Als Nijgh gevraagd wordt naar de hoogtepunten in zijn carrière benadrukt hij direct het probleem van een piek aan het begin. 'Ik ben eigenlijk constant mijn eigen concurrent geweest.' Maar dan rolt er toch een behoorlijke reeks uit. Zo ziet Nijgh een directe lijn tussen zijn musicalwerk en de successen van Joop van den Ende. Ter gelegenheid van het 700-jarig bestaan van de stad Amsterdam schreef hij De Engel van Amsterdam, een eigenzinnige bewerking van de Gijsbrecht. En in de rock-opera Ik, Jan Cremer (1985) kon hij laten zien dat hij de tijdgeest nog steeds goed kon verwoorden. Artistiek was de musical een redelijk succes, de chaotische organisatie deed de productie de das om: 'Wij bakten een geweldige taart, en daarmee viel de ober van de trap.'

Hij vertaalde voor Liesbeth List de dramatische Mauthausen-liederen van Theodorakis. 'Voor mij was hij de Europese Bob Dylan, en daar had ik wel affiniteit mee.' Voor zijn eerste vrouw Astrid Nijgh schreef hij een radicaal feministisch oeuvre bij elkaar, ook al was de topper uit die cyclus, Ik doe wat ik doe, oorspronkelijk gemaakt voor Jenny Arean.

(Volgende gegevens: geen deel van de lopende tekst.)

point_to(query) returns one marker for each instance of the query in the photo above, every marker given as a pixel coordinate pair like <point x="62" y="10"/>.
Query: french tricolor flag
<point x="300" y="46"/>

Maar misschien wel de meeste lol heeft de intellectueel Nijgh gehad met amusementsman Rob de Nijs. In de jaren zeventig was de carrière van de voormalige tienerheld in een behoorlijke dip terecht gekomen. Zijn platenmaatschappij Phonogram had hem al laten vallen, toen Lennaert Nijgh zich met hem ging bemoeien. Zeker toen Boudewijn de Groot na een van zijn onderduiksessies op de hei in Drenthe weer boven water was gekomen, kon met nummers als Jan Klaassen de Trompetter en Malle Babbe aan de revival van de zanger worden gewerkt. De Nijs is Nijgh nog immer dankbaar. Van de verzekeringsmaatschappijen kwamen minder enthousiaste reacties. Door de hit Zet een kaars voor je raam vannacht (1976) zijn heel wat gordijnen in tienerkamers in de fik gevlogen.